Since the wood extractives are not distributed evenly across the cell walls, chemical stains develop a spectrum of different color shades across the stained surface. In contrast, pigmented stains and synthetic aniline dyes can partially cover the wood texture and create uniform colors across the stained surface, producing an artificial appearance (Dagher et al. 2020). Tannic acid solution can be applied as a pretreatment to wood species with low extractive concentrations to intensify the color development due to chemical stains containing iron ions (Kielmann et al. 2018). However, a uniform color development similar to pigmented dyes and synthetic aniline dyes must be expected due to the even distribution of the tannic acid across the surface. In addition to the benefits of creating a weathered appearance, iron acetate and sodium bicarbonate constitute environmentally friendly and nontoxic alternatives to conventional stains (Dagher et al. 2020).
To control the color development of chemical stains on wood, the chemical composition of the wood itself must be considered. NIR spectroscopy is a nondestructive method for rapid, indirect assessment of chemical properties for various materials, including organic matter such as wood, soil, and food products, and has been increasingly utilized in the forest and forest products industry (So et al. 2004). NIR spectroscopy has been used to assess the chemical properties of wood, including lignin content, cellulose content, and pulp yield (Garbutt 1989, Wright et al. 1990, Michell 1995, Raymond and Schimleck 2002, Hodge et al. 2018), for differentiation between wood species (Pastore et al. 2011), for differentiation between sap and heartwood (Haartveit and Flæte 2008, Sandberg and Sterley 2009), and the prediction of physical properties such as grain angle (Gindl and Teischinger 2002) and density distribution (Schimleck 2003, Via et al. 2005).

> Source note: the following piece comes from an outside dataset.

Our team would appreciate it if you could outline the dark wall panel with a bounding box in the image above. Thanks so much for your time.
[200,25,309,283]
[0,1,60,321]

Depending on the NIR spectrometer, spectral data can be obtained from ground material or directly from the material's surface. Though grinding the material can result in better prediction diagnostics, it is a destructive process that requires additional preparation time. On the other hand, a direct measurement of the material's surface is fast, nondestructive, and thus preferable for inline measurements in industrial processes. However, the measurement of solid wood can result in different spectral patterns depending on tangential, radial, or cross-section surfaces (Gindl and Teischinger 2002). Hence, the anatomical direction of the measured specimen face must be considered in experiments.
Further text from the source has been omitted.